I was on a mission to create the most decadent and fudgy Blueberry Brownie ever. This recipe is it! If you happen to want a plain brownie, don’t miss my perfect Brownie Recipe!
I had some strict criteria: The center had to have a rich fudge-like texture but the top had to have a delicate and crisp flaky crust. That in itself is the definition of a perfect brownie (in my humble opinion), but I had to take it one step further. With all the richness of the multiple levels of chocolate, I wanted to add in a slightly natural raw bitterness most perfectly accomplished with a plump, juicy blueberry.
I heart blueberries.
With all my heart.
And I hope you heart them too.
I love them so much I am not even offering up alternatives to blueberry in this recipe. Please only use blueberries. Also, I am going for a record on how many times I can say blueberries in one blog post.

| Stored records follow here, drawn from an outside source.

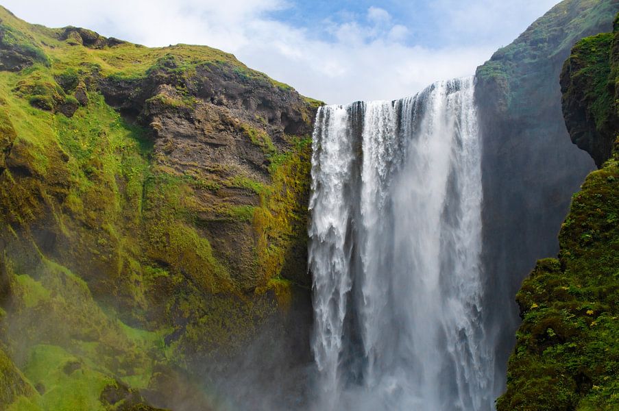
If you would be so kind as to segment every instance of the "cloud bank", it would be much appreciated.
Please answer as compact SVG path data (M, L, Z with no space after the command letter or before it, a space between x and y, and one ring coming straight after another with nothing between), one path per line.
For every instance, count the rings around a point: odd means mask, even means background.
M281 18L295 7L291 0L59 0L53 7L45 0L5 0L3 5L31 23L79 25L147 46L217 47L302 94L345 103L402 97L437 80L470 75L555 1L383 3L347 14L350 3L343 1L337 20L311 27ZM422 9L424 15L415 15ZM426 19L433 38L427 29L420 34L402 24L406 14L411 21Z

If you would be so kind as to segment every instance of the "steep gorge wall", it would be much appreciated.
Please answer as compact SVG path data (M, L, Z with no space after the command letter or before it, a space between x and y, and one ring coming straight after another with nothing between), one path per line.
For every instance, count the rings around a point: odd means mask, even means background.
M272 375L310 360L319 102L218 50L4 9L0 96L0 379L26 387L0 408L208 409L250 348Z
M614 33L576 45L561 86L572 140L600 169L572 198L558 258L537 262L518 294L499 411L619 408L619 14Z
M559 73L572 46L607 31L619 10L614 0L567 0L500 49L476 76L483 139L485 319L505 375L518 308L512 302L536 259L555 255L556 236L593 162L570 141L561 111ZM495 392L504 380L496 379Z

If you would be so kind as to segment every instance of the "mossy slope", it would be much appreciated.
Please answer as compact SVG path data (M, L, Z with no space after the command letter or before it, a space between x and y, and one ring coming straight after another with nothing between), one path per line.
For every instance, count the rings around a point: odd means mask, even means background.
M308 298L316 104L214 49L0 8L0 407L208 409L201 364Z
M499 411L619 409L616 21L614 34L581 40L566 63L568 129L576 143L586 133L592 155L605 162L572 197L559 258L539 261L518 294L523 322ZM614 148L605 151L609 135Z

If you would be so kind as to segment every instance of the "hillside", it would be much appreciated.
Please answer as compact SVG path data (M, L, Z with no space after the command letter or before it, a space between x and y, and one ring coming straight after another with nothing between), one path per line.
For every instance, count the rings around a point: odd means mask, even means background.
M557 254L571 196L594 168L565 126L561 66L576 42L609 31L618 12L615 0L561 1L477 69L485 303L493 308L484 321L496 340L498 393L519 323L513 296L536 260Z
M600 169L572 197L558 258L539 261L518 294L523 322L499 411L619 408L618 85L619 15L563 66L566 123Z
M308 361L319 104L219 50L0 8L0 408L208 409L193 376L256 341Z

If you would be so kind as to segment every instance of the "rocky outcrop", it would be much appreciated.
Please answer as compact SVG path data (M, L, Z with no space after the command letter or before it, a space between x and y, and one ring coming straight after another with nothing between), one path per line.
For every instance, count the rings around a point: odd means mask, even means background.
M499 411L619 408L619 124L609 100L619 73L616 21L614 34L582 40L566 62L568 128L604 162L572 198L558 258L537 262L518 293L522 323Z
M572 140L598 167L608 160L619 129L619 21L614 33L579 42L561 75L563 112Z
M40 388L10 401L208 410L243 373L302 396L243 354L310 360L319 103L208 47L0 20L0 343Z
M561 66L578 40L609 29L618 10L611 0L563 1L477 71L487 304L500 308L485 327L500 347L497 375L505 375L519 320L508 301L535 260L556 255L571 195L594 168L566 129ZM501 392L505 381L496 382Z

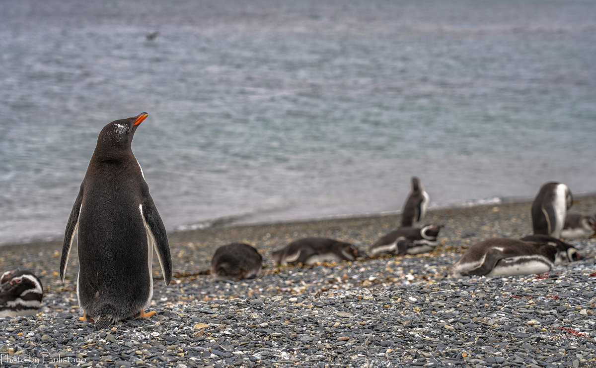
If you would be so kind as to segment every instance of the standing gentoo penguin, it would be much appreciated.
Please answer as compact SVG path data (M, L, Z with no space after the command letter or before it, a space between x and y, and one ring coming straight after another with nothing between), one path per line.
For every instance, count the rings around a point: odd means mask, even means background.
M566 239L589 236L596 232L596 216L567 212L561 237Z
M565 214L573 197L564 184L549 182L542 185L532 204L532 226L535 234L561 237Z
M0 277L0 318L35 314L41 307L44 286L28 270L7 271Z
M400 227L377 241L371 247L371 256L381 254L417 254L428 252L438 244L437 236L440 225L426 225L423 227Z
M147 113L101 130L64 233L60 278L78 230L77 296L82 320L97 329L145 313L153 295L153 248L167 285L172 258L163 223L131 143Z
M211 258L211 277L219 281L252 277L262 269L263 257L258 251L243 243L222 245Z
M353 261L360 251L349 243L327 238L305 238L293 241L273 252L277 264L311 265L324 261Z
M489 239L468 248L451 267L449 275L451 278L460 278L466 275L504 277L542 273L550 271L555 265L581 258L575 248L563 242L561 244L507 238Z
M412 191L403 204L402 210L402 227L414 227L418 226L426 214L429 207L429 195L416 176L411 179Z

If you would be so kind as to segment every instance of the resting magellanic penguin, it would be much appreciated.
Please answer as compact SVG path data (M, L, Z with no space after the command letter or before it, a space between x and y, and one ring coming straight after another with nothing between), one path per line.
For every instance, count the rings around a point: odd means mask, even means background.
M536 235L530 237L536 239ZM550 271L554 266L569 263L580 258L577 250L561 241L557 243L547 239L538 240L541 242L494 238L476 243L468 248L450 268L449 277L541 273Z
M311 265L324 261L353 261L360 251L349 243L327 238L305 238L293 241L272 254L277 264Z
M561 237L566 239L590 236L596 232L596 215L567 212Z
M371 247L371 256L381 254L417 254L429 252L438 244L440 225L400 227L387 233Z
M263 257L254 247L243 243L222 245L211 258L213 280L240 280L258 276L263 269Z
M567 210L573 202L569 188L557 182L540 188L532 204L532 226L535 234L561 237Z
M0 277L0 318L35 314L44 297L41 281L29 270L7 271Z

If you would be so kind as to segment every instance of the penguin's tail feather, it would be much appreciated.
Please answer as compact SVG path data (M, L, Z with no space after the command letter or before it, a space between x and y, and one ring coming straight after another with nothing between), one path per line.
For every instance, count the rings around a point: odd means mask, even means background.
M95 321L95 330L105 329L112 323L116 323L122 319L118 317L122 314L113 305L104 304L95 310L94 320Z
M102 316L95 320L95 330L105 330L115 322L111 316Z

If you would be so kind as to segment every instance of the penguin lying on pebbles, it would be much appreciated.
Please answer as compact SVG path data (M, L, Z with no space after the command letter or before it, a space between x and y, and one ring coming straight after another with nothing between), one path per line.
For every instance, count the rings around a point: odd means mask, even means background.
M79 319L100 330L145 313L153 295L153 249L166 285L172 257L166 229L132 154L135 132L147 113L104 127L73 205L60 259L64 282L69 253L78 230L77 297Z
M7 271L0 277L0 318L35 314L41 307L44 286L28 270Z
M558 239L530 235L540 242L507 238L489 239L474 244L449 269L451 278L463 276L509 276L548 272L554 266L580 259L577 250ZM552 238L551 238L552 239Z
M411 180L412 189L402 210L402 227L418 226L429 207L429 195L420 184L420 180L415 176L412 176Z
M349 243L326 238L305 238L290 243L272 255L278 265L302 263L310 266L324 261L353 261L360 257L361 252Z
M590 236L596 233L596 215L567 212L561 237L566 239Z
M218 248L211 258L211 277L213 280L241 280L260 273L263 257L248 244L232 243Z
M371 256L381 254L417 254L429 252L438 244L440 225L400 227L377 241L369 251Z
M532 204L532 226L535 234L561 237L567 210L573 197L569 188L557 182L545 183Z

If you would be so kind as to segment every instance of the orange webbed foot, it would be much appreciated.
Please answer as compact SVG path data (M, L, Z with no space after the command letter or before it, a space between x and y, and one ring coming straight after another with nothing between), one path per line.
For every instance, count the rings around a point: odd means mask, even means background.
M141 311L139 312L139 316L138 316L138 317L139 317L139 318L150 318L151 317L153 317L154 316L155 316L157 314L157 312L156 312L155 311L151 311L149 312L148 313L145 313L145 311L142 310L142 311ZM136 317L136 313L135 313L132 316L133 316L133 317Z
M79 317L79 320L83 321L85 322L91 322L92 323L95 323L95 322L93 320L93 319L91 317L87 316L87 313L83 313L82 317Z

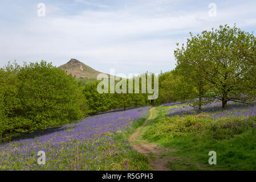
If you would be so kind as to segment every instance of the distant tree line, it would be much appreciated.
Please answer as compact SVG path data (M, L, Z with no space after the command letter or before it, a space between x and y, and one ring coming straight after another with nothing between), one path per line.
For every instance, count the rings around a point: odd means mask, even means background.
M178 44L177 44L178 46ZM157 103L184 101L201 109L220 101L253 104L256 95L256 38L235 25L188 39L174 51L175 69L159 76Z
M86 113L82 90L71 75L42 61L0 69L0 140L60 126Z
M0 142L35 130L43 134L48 127L116 109L177 101L189 102L198 109L214 100L221 101L224 108L229 101L255 103L253 34L227 25L196 36L190 34L186 45L174 51L174 57L176 68L158 76L159 95L155 100L149 100L148 90L142 92L141 86L135 93L135 77L124 79L132 83L133 93L99 93L101 81L74 78L46 61L22 66L9 63L0 68Z

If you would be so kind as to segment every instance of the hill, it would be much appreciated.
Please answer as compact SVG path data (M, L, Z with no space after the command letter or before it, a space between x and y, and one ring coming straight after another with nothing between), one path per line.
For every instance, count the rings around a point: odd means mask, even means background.
M77 78L94 80L97 78L99 74L101 73L75 59L71 59L59 68L64 69L67 74L72 74Z

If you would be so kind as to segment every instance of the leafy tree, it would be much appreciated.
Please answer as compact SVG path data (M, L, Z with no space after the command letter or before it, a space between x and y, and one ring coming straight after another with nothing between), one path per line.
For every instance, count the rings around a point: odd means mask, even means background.
M71 75L46 61L24 64L18 73L18 112L33 121L32 129L59 126L82 118L78 82Z
M229 101L248 103L251 100L250 84L255 83L251 75L255 76L255 71L253 59L256 44L253 34L241 30L235 25L230 28L226 24L195 36L191 35L187 45L177 52L183 53L188 50L189 53L177 57L187 60L188 64L180 67L187 72L190 69L192 84L201 80L203 90L206 88L207 91L204 92L221 100L224 108L227 107ZM177 52L176 55L180 55ZM194 72L200 74L200 79L194 79ZM249 95L245 96L245 93Z

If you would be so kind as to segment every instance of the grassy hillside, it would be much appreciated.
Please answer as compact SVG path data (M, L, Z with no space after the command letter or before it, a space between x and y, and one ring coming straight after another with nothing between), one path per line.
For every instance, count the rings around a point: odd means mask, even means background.
M256 107L230 103L202 111L177 103L160 106L144 127L143 138L168 148L173 170L255 170ZM210 165L209 151L217 154Z
M142 125L149 107L87 117L37 137L0 146L0 170L147 170L148 159L127 137ZM46 153L39 166L37 152Z
M88 80L96 80L97 75L101 73L75 59L71 59L66 64L59 66L59 68L64 69L67 74L71 74L74 77Z

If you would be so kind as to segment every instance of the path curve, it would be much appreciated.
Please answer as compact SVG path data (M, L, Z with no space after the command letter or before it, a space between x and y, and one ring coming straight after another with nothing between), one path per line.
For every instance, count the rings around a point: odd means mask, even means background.
M153 114L152 111L156 107L152 107L149 110L149 117L144 122L143 125L139 127L136 131L133 133L129 138L129 142L131 145L136 150L139 152L148 156L149 163L151 163L153 169L155 171L170 171L170 168L168 167L169 162L171 160L164 157L160 158L161 154L163 154L162 150L157 145L147 142L142 139L138 139L137 138L140 135L140 132L141 127L146 125L148 121L152 119ZM136 140L137 139L137 140ZM135 142L139 140L139 144L135 143ZM154 158L152 158L152 155Z

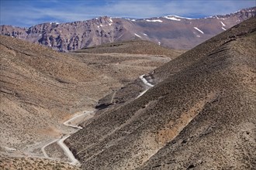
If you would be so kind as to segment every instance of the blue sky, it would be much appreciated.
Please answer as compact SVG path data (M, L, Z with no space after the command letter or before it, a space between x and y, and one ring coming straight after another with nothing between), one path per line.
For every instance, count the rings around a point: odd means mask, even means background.
M201 18L255 6L256 0L0 0L0 25L26 26L82 21L101 15L144 19Z

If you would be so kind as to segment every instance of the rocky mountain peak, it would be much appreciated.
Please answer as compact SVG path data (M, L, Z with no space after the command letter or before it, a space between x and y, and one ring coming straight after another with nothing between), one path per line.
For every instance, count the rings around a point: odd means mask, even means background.
M177 15L147 19L101 16L87 21L42 23L29 29L1 26L0 34L40 43L61 52L133 39L172 49L188 49L255 14L256 7L197 19Z

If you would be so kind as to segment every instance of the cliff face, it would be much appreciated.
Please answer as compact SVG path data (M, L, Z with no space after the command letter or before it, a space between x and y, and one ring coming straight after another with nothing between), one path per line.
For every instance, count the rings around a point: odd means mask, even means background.
M154 70L153 87L137 79L101 100L66 140L82 168L254 169L255 21Z
M103 16L61 24L43 23L29 29L1 26L0 31L2 35L63 52L133 39L151 41L172 49L188 49L255 15L255 8L199 19L175 15L137 20Z

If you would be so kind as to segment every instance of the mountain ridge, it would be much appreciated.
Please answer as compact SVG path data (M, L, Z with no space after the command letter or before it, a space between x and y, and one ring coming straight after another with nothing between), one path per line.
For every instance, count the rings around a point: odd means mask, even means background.
M1 26L0 30L2 35L40 43L62 52L136 38L172 49L188 49L255 13L256 7L195 19L175 15L144 19L102 16L67 23L47 22L28 29Z

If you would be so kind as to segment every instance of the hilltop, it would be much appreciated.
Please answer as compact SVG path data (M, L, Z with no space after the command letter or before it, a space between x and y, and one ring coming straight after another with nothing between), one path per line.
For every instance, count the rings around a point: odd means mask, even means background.
M26 162L27 168L33 164L69 168L63 151L50 144L75 131L63 123L94 110L99 99L180 54L164 48L159 53L165 49L168 56L64 53L5 36L0 36L0 166L18 168ZM45 159L44 146L52 161Z
M101 16L87 21L41 23L29 28L1 26L0 34L67 52L140 39L176 49L190 49L255 15L256 8L204 19L166 15L131 19Z

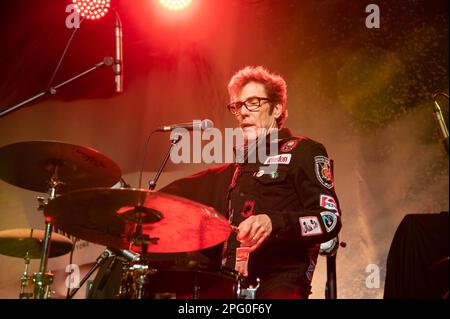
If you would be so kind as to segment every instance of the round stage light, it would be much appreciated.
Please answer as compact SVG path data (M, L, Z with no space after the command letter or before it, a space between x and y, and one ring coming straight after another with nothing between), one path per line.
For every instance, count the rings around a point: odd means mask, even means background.
M163 7L170 11L181 11L191 3L192 0L159 0Z
M96 20L108 12L111 0L72 0L82 18Z

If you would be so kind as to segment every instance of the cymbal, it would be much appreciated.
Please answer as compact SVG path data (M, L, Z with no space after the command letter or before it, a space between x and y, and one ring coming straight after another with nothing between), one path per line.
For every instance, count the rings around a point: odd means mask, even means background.
M122 175L120 168L98 151L56 141L28 141L0 148L0 178L12 185L47 193L57 168L63 183L56 193L109 187Z
M144 189L94 188L63 194L44 208L49 221L77 238L130 249L138 215L142 232L158 238L148 252L195 251L224 242L231 226L212 207ZM131 247L139 251L138 247Z
M0 254L31 259L41 258L45 232L32 228L17 228L0 231ZM50 257L58 257L72 250L73 243L66 236L52 233L50 237Z

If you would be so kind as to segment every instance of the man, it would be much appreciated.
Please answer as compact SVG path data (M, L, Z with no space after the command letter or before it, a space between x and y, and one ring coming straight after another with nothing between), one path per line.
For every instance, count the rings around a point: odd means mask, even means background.
M224 244L222 262L260 279L256 298L308 298L320 243L341 228L332 161L323 145L284 128L282 77L246 67L232 77L228 91L228 109L244 135L244 158L255 152L255 140L259 144L274 130L278 139L266 140L276 143L277 156L222 165L161 191L213 206L237 226Z

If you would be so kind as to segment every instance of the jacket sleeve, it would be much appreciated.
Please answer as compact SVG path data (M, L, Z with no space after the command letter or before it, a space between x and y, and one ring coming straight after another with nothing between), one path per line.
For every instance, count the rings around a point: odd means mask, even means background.
M336 237L342 226L333 163L325 147L311 141L301 143L293 156L296 162L291 181L302 209L270 214L272 236L300 238L309 244L326 242Z

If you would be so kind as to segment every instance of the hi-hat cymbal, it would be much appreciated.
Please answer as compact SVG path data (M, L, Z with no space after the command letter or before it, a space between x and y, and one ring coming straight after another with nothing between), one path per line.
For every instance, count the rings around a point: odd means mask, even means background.
M47 193L56 170L57 193L110 187L122 175L109 158L92 148L54 141L28 141L0 148L0 178L12 185Z
M158 238L155 244L148 245L148 252L154 253L212 247L224 242L231 231L226 218L211 207L143 189L70 192L51 200L44 214L68 234L117 249L130 249L136 216L140 216L143 233Z
M0 231L0 254L31 259L41 258L45 232L39 229L17 228ZM66 236L52 233L50 257L58 257L72 250L73 243Z

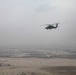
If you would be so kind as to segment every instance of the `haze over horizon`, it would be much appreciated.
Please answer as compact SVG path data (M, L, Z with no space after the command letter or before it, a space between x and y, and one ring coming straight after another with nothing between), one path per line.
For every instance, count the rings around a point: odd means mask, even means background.
M76 0L0 0L0 46L75 46L75 20Z

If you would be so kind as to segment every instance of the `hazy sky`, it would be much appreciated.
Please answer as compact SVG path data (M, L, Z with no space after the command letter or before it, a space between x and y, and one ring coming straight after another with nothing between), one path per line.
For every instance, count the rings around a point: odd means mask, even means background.
M0 46L26 44L75 45L76 0L0 0Z

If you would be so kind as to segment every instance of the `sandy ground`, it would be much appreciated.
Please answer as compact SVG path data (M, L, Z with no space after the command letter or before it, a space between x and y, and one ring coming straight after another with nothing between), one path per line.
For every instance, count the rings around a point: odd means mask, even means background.
M74 59L0 58L0 75L76 75Z

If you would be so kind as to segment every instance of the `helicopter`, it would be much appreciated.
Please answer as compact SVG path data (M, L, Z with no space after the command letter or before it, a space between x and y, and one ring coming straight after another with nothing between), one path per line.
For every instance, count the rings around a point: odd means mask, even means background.
M57 27L58 27L58 24L59 23L54 23L54 24L46 24L47 25L47 27L45 27L45 29L56 29ZM54 25L56 25L56 26L54 26Z

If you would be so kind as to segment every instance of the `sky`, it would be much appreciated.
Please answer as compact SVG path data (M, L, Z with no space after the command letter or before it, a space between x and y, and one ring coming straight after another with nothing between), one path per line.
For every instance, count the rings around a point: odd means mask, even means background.
M13 45L75 46L76 0L0 0L0 46Z

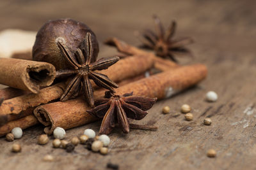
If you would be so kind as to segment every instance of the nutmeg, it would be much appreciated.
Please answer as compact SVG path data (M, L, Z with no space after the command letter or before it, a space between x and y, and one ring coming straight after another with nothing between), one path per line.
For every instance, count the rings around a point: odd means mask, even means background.
M33 59L51 63L56 70L68 68L70 66L62 56L57 42L60 41L68 46L71 52L74 52L77 48L83 50L84 46L83 41L88 32L92 34L94 50L92 62L94 62L99 53L96 36L86 25L70 18L50 20L41 27L33 47Z

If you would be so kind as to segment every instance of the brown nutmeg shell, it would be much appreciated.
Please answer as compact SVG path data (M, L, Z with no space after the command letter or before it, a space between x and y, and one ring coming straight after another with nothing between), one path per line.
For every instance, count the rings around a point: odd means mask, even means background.
M88 32L92 34L96 60L99 53L99 43L95 34L84 24L70 18L50 20L45 23L36 34L32 50L33 59L53 64L56 70L70 67L61 53L57 41L60 41L74 52L80 48L80 45Z

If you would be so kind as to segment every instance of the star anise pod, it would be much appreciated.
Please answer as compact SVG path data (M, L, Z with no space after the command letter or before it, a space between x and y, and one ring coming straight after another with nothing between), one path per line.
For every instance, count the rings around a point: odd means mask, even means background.
M108 91L105 97L95 101L94 108L87 112L98 118L103 118L100 134L109 134L113 128L118 125L124 133L128 133L130 127L143 129L142 125L130 124L128 118L141 120L152 108L157 98L144 96L132 96L133 92L119 96ZM132 127L131 127L132 126ZM150 128L148 128L149 130ZM150 129L152 130L152 129ZM156 130L156 129L154 129Z
M113 87L117 88L118 85L109 79L107 76L94 71L107 69L119 60L118 57L102 58L91 63L94 56L94 51L90 32L86 34L81 49L77 48L75 53L60 41L57 42L57 44L62 55L72 67L71 69L59 70L56 73L56 77L68 76L72 77L60 98L61 101L76 97L82 88L88 103L93 106L94 105L93 90L90 79L93 80L98 86L115 92Z
M153 16L156 32L150 29L145 29L139 37L142 41L142 47L154 50L157 55L169 58L177 62L174 57L175 54L180 53L190 53L190 51L186 48L185 45L193 43L190 38L172 39L176 29L176 22L173 21L168 29L164 31L164 27L159 18Z

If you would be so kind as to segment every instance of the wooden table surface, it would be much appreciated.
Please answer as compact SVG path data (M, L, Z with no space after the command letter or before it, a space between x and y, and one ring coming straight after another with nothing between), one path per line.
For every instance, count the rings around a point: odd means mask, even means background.
M124 134L115 130L106 156L85 150L82 145L67 153L53 149L51 143L36 145L43 126L24 131L23 137L10 143L0 138L1 169L104 169L108 162L120 169L255 169L256 164L256 1L1 1L0 30L19 28L37 31L48 20L70 17L88 24L100 43L100 56L115 54L102 41L116 36L138 45L135 31L154 29L152 15L157 14L166 27L175 19L176 37L191 36L189 47L195 59L182 57L182 64L201 62L207 66L207 78L171 99L157 102L140 124L156 121L157 132L132 130ZM20 42L22 43L22 42ZM205 96L214 90L216 103ZM179 112L187 103L194 120L187 122ZM161 109L170 106L171 113ZM205 111L207 110L207 111ZM210 116L212 124L202 124ZM67 131L67 139L84 129L98 131L95 122ZM22 151L10 152L13 143ZM213 148L216 158L206 152ZM42 158L52 155L55 160Z

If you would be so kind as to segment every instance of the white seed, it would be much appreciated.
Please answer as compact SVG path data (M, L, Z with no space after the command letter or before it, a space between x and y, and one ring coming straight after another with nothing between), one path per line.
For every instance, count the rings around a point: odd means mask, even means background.
M102 147L100 150L100 152L102 155L107 155L108 154L108 148Z
M204 124L205 124L205 125L209 125L211 123L212 120L209 117L207 117L204 120Z
M46 155L45 156L44 156L43 160L44 161L51 162L53 160L53 157L51 155Z
M103 143L100 141L95 141L92 144L92 150L99 152L103 146Z
M89 138L94 138L96 136L95 132L94 132L94 131L91 129L85 129L84 134L87 136Z
M12 130L12 133L14 136L14 139L19 139L22 136L22 129L20 127L14 127Z
M188 104L183 104L181 106L180 111L183 113L188 113L191 111L191 108Z
M53 136L56 139L63 139L66 138L66 132L62 127L57 127L53 131Z
M218 95L213 91L208 92L206 94L206 99L207 101L210 102L216 101L218 99Z
M103 143L103 146L108 146L109 145L110 139L108 135L102 134L99 137L98 139Z

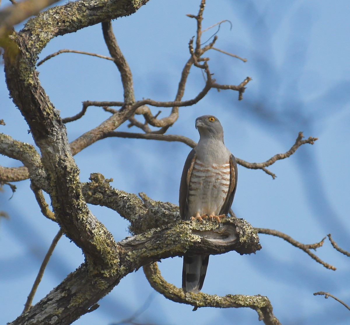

This recipe is an adaptation of my Original Blueberry Brownie recipe. That recipe has a bit more of a cake-like texture and I felt like going for more of a fudge-like consistency, which is why I omitted the baking powder. If you prefer a cake-like texture, be sure to use that original recipe. You can also dredge the blueberries in flour prior to baking, this helps the blueberries to not sink and can make the crumb a bit lighter, depending on how much you use. (I would recommend no more than 2 tablespoons poured over the blueberries)
If you do want to add baking powder, I would add about 3/4 tsp.
These brownies are AH-mazing. The texture is everything I dreamed it would be and the flavor is outstanding. When those blueberries pop and burst within the rich chocolate brownie bite, it’s nothing short of perfection.
A fantastic explosion of flavor!
- 1 cup fresh blueberries
- 1/2 cup (1 stick or 113g) butter
- 1/4 cup mini semi-sweet chocolate chips
- 1 1/2 cups granulated sugar
- 2 eggs, room temperature
- 2 teaspoons vanilla extract
- 1/2 cup cocoa powder
- 1 cup all-purpose flour
- 1/2 teaspoon kosher sal
Preheat over to 350°F and prepare your 9x9 inch pan. ( I baked mine at 325 in a convection oven.)
In a saucepan, add butter and blueberries and simmer over low heat until butter is melted. Remove from heat and add in mini chocolate chips. Stir until melted.
In a separate bowl, mix eggs, sugar, and vanilla. Add a spoonful of the blueberry mixture to the egg mixture to temper it. (you don't want your egg to scramble)
Now add your tempered egg mixture to the saucepan of blueberries and mix well.
Add in cocoa, flour, and salt and mix until just combined.
Bake for 25-35 minutes, until a toothpick comes out with minimal crumb. If you want the center to be gooey and to have a fudge-like consistency, try to not over bake.